On Sunday afternoon Tariq Ali, left-wing student leader of the 60s and now a writer and broadcaster, will be interviewing Mary-Kay Wilmers, the editor and founder of the London Review of Books, whose anti-Israel views have been well-documented.
Geraldine D’Amico, director of Jewish Book Week, said: “They are coming to talk about her book about the Eitingons, who were her family. That is what they will be discussing. They are not coming to talk about Israel and it has got nothing to do with Israel.”
In an interview with the Sunday Times in October last year Ms Wilmers, who is Jewish, said: “I’m unambiguously hostile to Israel because it’s a mendacious state. They do things that are just so immoral and counterproductive and, as a Jew, especially as a Jew, you can’t justify that.”
She said she had been to Israel “briefly, a few years ago.

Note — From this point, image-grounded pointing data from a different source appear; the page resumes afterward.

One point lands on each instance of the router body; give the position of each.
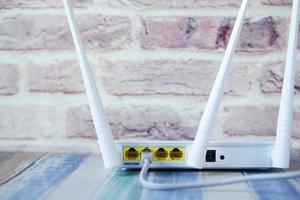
(219, 155)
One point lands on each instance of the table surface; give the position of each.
(82, 176)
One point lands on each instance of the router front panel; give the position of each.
(220, 155)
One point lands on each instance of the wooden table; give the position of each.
(81, 176)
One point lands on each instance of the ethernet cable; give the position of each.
(147, 159)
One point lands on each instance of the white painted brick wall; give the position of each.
(155, 63)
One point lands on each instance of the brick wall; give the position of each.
(155, 62)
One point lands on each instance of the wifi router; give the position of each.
(201, 153)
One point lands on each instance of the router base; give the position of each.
(220, 155)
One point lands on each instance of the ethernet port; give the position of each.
(176, 154)
(146, 150)
(132, 154)
(161, 154)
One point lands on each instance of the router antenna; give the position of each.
(198, 150)
(110, 155)
(281, 152)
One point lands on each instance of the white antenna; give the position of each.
(281, 152)
(107, 146)
(198, 150)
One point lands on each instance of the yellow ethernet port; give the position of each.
(132, 154)
(161, 154)
(176, 154)
(146, 149)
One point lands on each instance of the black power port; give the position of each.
(211, 156)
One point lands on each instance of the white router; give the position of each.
(200, 153)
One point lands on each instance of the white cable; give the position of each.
(167, 186)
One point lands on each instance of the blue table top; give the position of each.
(82, 176)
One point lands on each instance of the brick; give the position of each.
(9, 78)
(38, 31)
(28, 122)
(158, 4)
(277, 2)
(151, 122)
(58, 76)
(7, 4)
(265, 34)
(212, 32)
(271, 77)
(180, 32)
(184, 77)
(253, 120)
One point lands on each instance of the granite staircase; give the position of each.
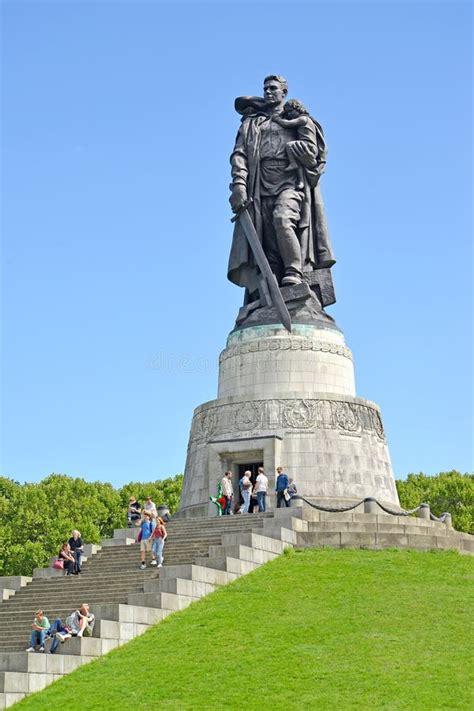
(200, 554)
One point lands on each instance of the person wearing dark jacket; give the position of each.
(77, 549)
(281, 488)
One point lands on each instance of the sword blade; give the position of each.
(262, 263)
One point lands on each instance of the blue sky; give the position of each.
(118, 122)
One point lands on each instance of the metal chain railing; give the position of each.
(401, 512)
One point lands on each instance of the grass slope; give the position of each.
(319, 629)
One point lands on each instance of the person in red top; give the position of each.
(159, 537)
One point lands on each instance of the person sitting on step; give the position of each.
(68, 559)
(40, 628)
(78, 624)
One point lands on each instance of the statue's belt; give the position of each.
(275, 161)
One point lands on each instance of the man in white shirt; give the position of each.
(228, 492)
(261, 488)
(245, 486)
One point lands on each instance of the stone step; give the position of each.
(163, 600)
(25, 683)
(368, 527)
(14, 582)
(179, 586)
(40, 663)
(10, 698)
(228, 564)
(197, 573)
(241, 552)
(377, 539)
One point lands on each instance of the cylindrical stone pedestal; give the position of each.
(289, 400)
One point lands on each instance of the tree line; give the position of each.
(36, 518)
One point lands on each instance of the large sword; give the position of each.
(268, 286)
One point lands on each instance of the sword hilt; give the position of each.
(243, 207)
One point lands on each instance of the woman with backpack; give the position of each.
(245, 485)
(65, 555)
(144, 537)
(159, 537)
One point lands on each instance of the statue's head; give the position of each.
(275, 89)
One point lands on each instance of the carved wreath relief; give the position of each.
(287, 415)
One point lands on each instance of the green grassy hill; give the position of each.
(319, 629)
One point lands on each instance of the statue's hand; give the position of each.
(305, 154)
(238, 197)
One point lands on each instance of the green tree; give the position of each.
(447, 491)
(36, 518)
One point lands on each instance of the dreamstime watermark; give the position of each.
(192, 363)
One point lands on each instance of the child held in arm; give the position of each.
(295, 115)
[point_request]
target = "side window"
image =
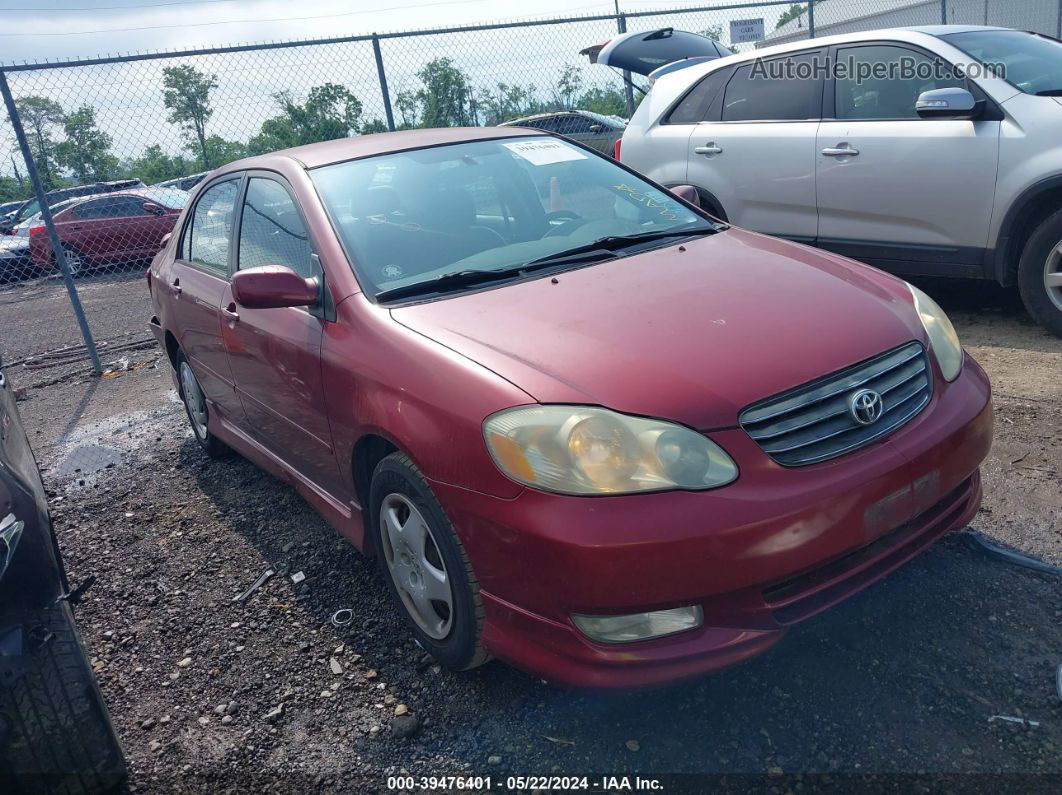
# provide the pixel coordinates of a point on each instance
(896, 76)
(773, 90)
(207, 237)
(695, 105)
(271, 229)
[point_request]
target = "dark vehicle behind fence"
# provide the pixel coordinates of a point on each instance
(55, 732)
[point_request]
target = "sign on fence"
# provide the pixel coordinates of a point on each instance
(747, 30)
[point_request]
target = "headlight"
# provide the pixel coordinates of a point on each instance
(585, 450)
(942, 338)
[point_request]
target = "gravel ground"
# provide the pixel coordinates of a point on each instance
(209, 694)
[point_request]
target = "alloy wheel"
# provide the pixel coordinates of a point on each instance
(1052, 275)
(193, 400)
(416, 566)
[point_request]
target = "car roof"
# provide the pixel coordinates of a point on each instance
(325, 153)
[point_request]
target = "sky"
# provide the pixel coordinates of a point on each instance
(36, 30)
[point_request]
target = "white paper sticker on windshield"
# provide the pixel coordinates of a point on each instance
(544, 152)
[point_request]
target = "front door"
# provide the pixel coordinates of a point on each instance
(275, 353)
(198, 281)
(909, 193)
(755, 153)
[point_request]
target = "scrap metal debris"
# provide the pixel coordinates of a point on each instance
(262, 579)
(1012, 719)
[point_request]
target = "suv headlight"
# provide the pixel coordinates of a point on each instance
(586, 450)
(942, 338)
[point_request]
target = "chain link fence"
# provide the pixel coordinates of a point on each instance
(113, 145)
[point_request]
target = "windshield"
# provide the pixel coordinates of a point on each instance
(413, 217)
(1029, 62)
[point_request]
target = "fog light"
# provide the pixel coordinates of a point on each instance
(638, 625)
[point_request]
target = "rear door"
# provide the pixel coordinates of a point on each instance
(909, 193)
(198, 283)
(755, 151)
(275, 353)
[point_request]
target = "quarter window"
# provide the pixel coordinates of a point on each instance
(272, 231)
(884, 82)
(695, 105)
(774, 90)
(207, 237)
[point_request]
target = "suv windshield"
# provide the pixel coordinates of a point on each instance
(1030, 62)
(489, 207)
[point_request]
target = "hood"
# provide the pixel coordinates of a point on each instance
(644, 52)
(690, 335)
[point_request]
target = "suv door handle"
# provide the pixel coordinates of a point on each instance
(708, 149)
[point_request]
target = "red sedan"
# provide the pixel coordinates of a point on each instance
(582, 426)
(107, 229)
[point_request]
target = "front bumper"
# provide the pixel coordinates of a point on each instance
(772, 549)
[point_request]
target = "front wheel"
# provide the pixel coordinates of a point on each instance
(427, 570)
(191, 396)
(1040, 274)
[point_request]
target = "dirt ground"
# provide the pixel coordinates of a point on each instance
(901, 686)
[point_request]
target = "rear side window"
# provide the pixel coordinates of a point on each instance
(207, 236)
(773, 91)
(272, 231)
(694, 106)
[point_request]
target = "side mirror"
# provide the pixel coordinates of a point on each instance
(947, 103)
(272, 287)
(687, 193)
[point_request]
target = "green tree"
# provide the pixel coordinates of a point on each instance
(40, 117)
(568, 87)
(794, 11)
(443, 98)
(187, 97)
(86, 151)
(156, 166)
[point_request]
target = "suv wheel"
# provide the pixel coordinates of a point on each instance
(427, 570)
(191, 396)
(1040, 274)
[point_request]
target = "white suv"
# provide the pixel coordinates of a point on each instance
(923, 151)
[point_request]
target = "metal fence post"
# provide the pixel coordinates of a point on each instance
(46, 215)
(628, 91)
(383, 83)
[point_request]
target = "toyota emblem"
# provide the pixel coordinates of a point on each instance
(866, 407)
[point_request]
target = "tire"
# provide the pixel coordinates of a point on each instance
(191, 395)
(57, 736)
(76, 264)
(455, 641)
(1042, 258)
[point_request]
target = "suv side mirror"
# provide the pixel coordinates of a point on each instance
(687, 193)
(272, 287)
(947, 103)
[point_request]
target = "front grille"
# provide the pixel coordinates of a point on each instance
(812, 422)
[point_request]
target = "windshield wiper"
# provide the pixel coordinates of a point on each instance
(483, 276)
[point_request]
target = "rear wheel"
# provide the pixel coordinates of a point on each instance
(199, 415)
(55, 733)
(426, 567)
(1040, 274)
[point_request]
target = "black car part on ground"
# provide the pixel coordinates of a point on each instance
(55, 732)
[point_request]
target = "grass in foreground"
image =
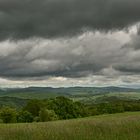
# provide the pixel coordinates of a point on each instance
(123, 126)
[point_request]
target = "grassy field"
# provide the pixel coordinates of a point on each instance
(123, 126)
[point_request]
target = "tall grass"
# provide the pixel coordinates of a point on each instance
(124, 126)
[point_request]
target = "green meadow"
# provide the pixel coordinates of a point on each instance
(121, 126)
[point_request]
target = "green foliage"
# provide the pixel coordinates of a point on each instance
(66, 108)
(47, 115)
(122, 126)
(8, 115)
(24, 116)
(33, 107)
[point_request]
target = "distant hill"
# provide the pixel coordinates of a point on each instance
(83, 94)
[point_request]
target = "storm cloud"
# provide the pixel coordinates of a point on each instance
(84, 55)
(69, 42)
(23, 19)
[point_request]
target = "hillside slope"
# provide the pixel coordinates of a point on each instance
(124, 126)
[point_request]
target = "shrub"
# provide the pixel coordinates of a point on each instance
(8, 115)
(47, 115)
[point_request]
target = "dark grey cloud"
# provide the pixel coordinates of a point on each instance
(74, 57)
(21, 19)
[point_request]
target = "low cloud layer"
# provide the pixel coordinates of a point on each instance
(81, 56)
(23, 19)
(69, 42)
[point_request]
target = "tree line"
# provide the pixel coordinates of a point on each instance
(61, 108)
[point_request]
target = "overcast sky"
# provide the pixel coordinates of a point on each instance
(69, 43)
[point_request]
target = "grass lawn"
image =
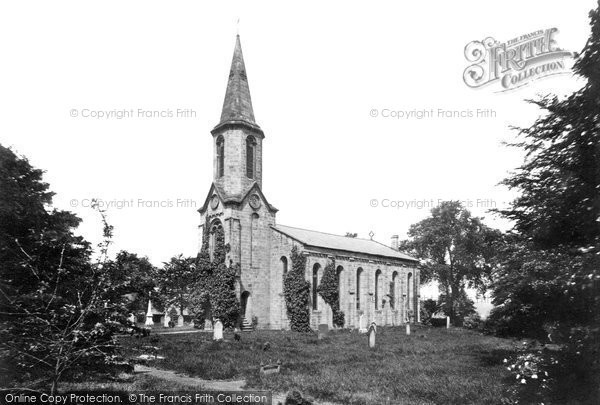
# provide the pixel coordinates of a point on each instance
(431, 366)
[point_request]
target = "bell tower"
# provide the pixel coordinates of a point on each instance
(237, 139)
(235, 203)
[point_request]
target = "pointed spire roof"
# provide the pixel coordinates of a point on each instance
(237, 107)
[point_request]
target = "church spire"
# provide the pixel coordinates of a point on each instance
(237, 107)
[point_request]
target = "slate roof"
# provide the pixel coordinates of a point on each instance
(337, 242)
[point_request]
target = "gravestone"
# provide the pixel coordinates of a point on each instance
(372, 332)
(149, 320)
(323, 331)
(273, 368)
(362, 324)
(218, 330)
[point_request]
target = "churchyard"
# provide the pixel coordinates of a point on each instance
(429, 366)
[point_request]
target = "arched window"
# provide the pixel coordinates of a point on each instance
(358, 277)
(315, 285)
(377, 282)
(315, 296)
(283, 271)
(408, 289)
(250, 156)
(393, 290)
(284, 265)
(254, 237)
(220, 156)
(340, 272)
(215, 228)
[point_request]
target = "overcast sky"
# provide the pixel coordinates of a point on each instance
(316, 71)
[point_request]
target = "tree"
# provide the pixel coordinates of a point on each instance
(297, 293)
(136, 277)
(549, 281)
(56, 312)
(176, 282)
(458, 251)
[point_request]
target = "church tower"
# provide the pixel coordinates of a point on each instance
(237, 139)
(235, 202)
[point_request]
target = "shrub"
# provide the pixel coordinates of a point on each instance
(297, 292)
(329, 289)
(473, 321)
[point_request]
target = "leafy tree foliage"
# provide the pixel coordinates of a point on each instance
(135, 277)
(458, 250)
(57, 308)
(297, 293)
(176, 282)
(329, 289)
(549, 282)
(214, 293)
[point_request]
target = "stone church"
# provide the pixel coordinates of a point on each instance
(375, 280)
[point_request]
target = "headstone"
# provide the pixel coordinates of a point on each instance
(270, 368)
(362, 324)
(371, 334)
(218, 330)
(149, 321)
(323, 331)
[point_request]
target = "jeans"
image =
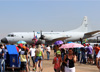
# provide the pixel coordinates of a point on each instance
(48, 55)
(2, 62)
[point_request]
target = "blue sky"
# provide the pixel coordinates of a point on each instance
(28, 15)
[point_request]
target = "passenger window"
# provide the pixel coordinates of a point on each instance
(8, 35)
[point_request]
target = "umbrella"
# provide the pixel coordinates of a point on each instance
(21, 42)
(58, 42)
(71, 45)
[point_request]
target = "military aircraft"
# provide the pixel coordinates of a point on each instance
(50, 37)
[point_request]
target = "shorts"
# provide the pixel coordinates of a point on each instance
(23, 66)
(38, 58)
(67, 69)
(89, 56)
(33, 59)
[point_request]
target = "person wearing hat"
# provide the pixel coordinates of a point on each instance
(24, 58)
(57, 61)
(69, 61)
(39, 56)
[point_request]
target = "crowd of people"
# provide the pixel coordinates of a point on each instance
(64, 59)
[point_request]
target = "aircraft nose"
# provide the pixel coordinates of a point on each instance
(4, 40)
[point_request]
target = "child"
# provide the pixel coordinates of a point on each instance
(57, 61)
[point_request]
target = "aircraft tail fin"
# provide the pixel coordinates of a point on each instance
(83, 27)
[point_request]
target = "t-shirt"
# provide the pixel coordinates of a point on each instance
(57, 62)
(17, 49)
(32, 51)
(48, 49)
(1, 52)
(23, 54)
(98, 55)
(89, 50)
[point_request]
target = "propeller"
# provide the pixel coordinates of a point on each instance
(41, 36)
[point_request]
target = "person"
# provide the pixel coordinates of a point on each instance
(62, 53)
(94, 54)
(24, 59)
(32, 54)
(48, 51)
(98, 60)
(78, 54)
(69, 61)
(2, 61)
(89, 53)
(38, 57)
(57, 61)
(28, 51)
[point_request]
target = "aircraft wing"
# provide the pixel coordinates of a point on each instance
(60, 38)
(93, 32)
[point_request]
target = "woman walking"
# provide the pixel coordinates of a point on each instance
(48, 52)
(69, 61)
(38, 57)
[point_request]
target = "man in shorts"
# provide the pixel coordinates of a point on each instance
(24, 59)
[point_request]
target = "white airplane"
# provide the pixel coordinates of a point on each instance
(50, 37)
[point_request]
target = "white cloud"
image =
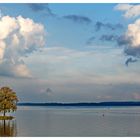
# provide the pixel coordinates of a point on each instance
(18, 38)
(133, 33)
(129, 10)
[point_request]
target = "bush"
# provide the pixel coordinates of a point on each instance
(6, 117)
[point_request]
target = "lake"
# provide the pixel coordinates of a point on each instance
(73, 121)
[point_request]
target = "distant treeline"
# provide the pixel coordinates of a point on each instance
(83, 104)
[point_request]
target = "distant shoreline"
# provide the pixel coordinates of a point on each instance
(132, 103)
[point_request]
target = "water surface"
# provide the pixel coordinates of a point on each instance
(74, 121)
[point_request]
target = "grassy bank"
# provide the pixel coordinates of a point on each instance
(6, 117)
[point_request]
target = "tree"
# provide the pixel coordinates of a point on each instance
(8, 100)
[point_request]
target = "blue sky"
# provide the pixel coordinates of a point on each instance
(70, 52)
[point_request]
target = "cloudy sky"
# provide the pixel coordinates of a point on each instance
(71, 52)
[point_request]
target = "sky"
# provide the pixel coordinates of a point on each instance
(70, 52)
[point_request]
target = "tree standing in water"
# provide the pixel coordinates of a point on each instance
(8, 100)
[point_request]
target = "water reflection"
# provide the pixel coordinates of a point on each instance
(8, 128)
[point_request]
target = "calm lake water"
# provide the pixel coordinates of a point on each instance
(73, 121)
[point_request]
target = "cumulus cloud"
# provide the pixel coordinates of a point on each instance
(107, 37)
(100, 25)
(130, 10)
(90, 40)
(18, 38)
(41, 7)
(132, 36)
(78, 19)
(130, 60)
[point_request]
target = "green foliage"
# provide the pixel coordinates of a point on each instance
(8, 100)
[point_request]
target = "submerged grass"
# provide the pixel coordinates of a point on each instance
(6, 117)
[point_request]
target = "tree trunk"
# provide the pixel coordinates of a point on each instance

I had some interesting conversations.”
She also said she agreed with Cherie Blair’s view “about being a suicide bomber if she’d been brought up in Gaza”.
In 2006 Ms Wilmers published an article by two academics, John Mearsheimer and Stephen Walt, claiming that American foreign policy was under the control of an “Israel lobby”. The article caused controversy on both sides of the Atlantic.
Professor Shalom Lappin, professor of computational linguistics at King’s College, London, said: “I’m not at all happy about this. I think it’s absurd that official institutions of the Jewish community need to ingratiate themselves with people who show themselves to be hostile to existential Israeli concerns.
“I don’t know what the organisers were thinking when they did this. Of course, there is freedom of speech and they can say what they like. But I don’t see why Jewish Book Week should provide a platform for them.
"I know it needs to promote itself but they need to invite people who are informed about Jewish and Israeli matters, not people who have uninformed views and attitudes. This is precisely why I have stopped attending these events. These events should have dissent, but I don’t see why this kind of contemptuous view of Judaism and Israel needs to be promoted.”
Zionist Federation president and former Labour MP Eric Moonman was equally scathing.
“It’s extraordinary that the organisers put these two people together and most unfortunate that it is at the start of the week,” he said. “There are so many good things and so many very good authors coming in."
He added: “They really haven’t done their homework because the week is about learning, information and education. It shouldn’t be trying to put people off. I think people will be offended. I think it is an insult.”